The two most important things to consider when evaluating how important a given test point are: how close the surface is to the actual food product, and how difficult the surface is to clean.
Surfaces that are far from the food or very easy to clean thoroughly likely don’t need to be tested as often as surfaces that come into direct contact with the product or surfaces that are particularly difficult to clean properly. For example, conveyor belts or meat slicers could be considered Zone 1 sites because they hold a much higher risk and need to be tested much more frequently than a forklift in a facility, for example; but all surfaces are important to monitor regularly.
The highest risk – Zone 1 – test points should be monitored daily, or ideally, after every time those surfaces are cleaned and again before they’re used in production.
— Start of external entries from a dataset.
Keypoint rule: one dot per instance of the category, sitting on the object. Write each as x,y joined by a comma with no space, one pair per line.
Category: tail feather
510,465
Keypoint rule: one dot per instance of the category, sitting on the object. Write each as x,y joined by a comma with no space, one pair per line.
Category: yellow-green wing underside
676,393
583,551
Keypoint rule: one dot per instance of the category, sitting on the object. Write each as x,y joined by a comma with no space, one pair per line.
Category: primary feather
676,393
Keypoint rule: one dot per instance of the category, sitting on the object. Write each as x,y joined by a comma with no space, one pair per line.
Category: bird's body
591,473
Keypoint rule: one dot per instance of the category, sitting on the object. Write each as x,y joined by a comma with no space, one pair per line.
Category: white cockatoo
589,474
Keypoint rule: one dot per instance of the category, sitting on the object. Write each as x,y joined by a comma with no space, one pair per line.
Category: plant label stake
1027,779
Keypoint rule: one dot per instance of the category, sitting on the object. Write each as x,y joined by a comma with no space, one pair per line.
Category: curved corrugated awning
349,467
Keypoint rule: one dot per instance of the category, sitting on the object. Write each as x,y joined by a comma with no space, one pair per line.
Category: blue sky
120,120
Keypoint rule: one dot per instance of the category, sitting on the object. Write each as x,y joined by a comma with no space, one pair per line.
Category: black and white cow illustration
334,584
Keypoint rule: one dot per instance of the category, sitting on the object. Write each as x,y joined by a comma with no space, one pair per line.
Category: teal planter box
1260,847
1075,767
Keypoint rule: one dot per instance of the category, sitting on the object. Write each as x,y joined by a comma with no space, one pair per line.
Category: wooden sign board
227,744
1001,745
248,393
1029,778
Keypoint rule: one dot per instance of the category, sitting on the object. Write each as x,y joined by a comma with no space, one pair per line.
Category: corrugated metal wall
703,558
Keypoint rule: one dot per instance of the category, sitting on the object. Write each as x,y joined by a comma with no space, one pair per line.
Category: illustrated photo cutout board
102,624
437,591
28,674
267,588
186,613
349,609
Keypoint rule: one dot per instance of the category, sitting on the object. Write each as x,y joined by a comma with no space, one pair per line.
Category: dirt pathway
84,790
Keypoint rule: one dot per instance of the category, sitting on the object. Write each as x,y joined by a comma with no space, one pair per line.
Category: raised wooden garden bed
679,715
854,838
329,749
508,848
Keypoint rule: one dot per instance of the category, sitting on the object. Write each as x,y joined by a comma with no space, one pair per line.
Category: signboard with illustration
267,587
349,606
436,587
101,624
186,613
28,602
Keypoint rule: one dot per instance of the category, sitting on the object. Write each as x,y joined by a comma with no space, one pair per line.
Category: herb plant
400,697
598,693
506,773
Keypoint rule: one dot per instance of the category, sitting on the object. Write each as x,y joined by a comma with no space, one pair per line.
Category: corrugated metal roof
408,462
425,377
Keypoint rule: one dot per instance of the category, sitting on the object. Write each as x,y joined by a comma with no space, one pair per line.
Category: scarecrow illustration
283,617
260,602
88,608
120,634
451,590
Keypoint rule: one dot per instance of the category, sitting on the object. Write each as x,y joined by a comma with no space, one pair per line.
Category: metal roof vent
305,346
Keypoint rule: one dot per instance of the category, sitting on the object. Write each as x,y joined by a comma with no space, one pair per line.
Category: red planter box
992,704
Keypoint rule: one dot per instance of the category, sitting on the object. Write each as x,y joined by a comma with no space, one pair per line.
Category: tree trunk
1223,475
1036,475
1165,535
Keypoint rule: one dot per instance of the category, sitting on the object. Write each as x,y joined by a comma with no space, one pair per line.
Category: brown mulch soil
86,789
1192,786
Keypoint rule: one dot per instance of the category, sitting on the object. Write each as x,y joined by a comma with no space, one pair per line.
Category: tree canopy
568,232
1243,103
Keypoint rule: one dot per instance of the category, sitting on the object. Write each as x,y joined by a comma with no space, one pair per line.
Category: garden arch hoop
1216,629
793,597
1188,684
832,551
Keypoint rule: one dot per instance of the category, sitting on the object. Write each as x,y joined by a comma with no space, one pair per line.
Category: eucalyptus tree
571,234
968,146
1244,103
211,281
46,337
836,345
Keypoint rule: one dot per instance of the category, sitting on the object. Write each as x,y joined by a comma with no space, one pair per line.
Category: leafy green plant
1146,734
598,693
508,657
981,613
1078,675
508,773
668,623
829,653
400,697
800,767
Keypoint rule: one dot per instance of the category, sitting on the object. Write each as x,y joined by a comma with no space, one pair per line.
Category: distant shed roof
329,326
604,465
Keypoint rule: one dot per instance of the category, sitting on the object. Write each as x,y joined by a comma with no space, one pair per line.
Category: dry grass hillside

Lower risk areas can be monitored much less frequently, but they should still be tested often enough to ensure that sanitation efforts are sufficient to secure the safety of the facility.
While there are a number of adequately sensitive ATP monitoring systems available to food manufacturers to help with food safety, it’s important to evaluate each option to find the system that provides stable and consistent results, including across time and temperature changes.
Choosing a method
While many systems can give manufacturers a reading for their sampling sites’ ATP levels, some hygiene monitoring solutions have been shown to produce different changes of results on the same surfaces when tested at different times or at different temperatures.
In a true food safety environment, the temperature of a surface in a facility that produces a refrigerated product could be well over 35°C directly after it has been power washed, but less than 10°C directly before production starts. It is important for manufacturers to take their environment into account and choose a system that will show consistent, reliable results in any production environments that are likely to occur.
A trial of any rapid hygiene monitoring system is strongly recommended, and this trial should mimic a part of the full sampling schedule. This period is when a food manufacturer can discover if the ATP system produces results that are both stable and consistent.
This is imperative because a business wants to feel comfortable relying on a hygiene monitoring solution that ensures the high-risk decision to start the production process is made with confidence and the operational risk is proactively managed.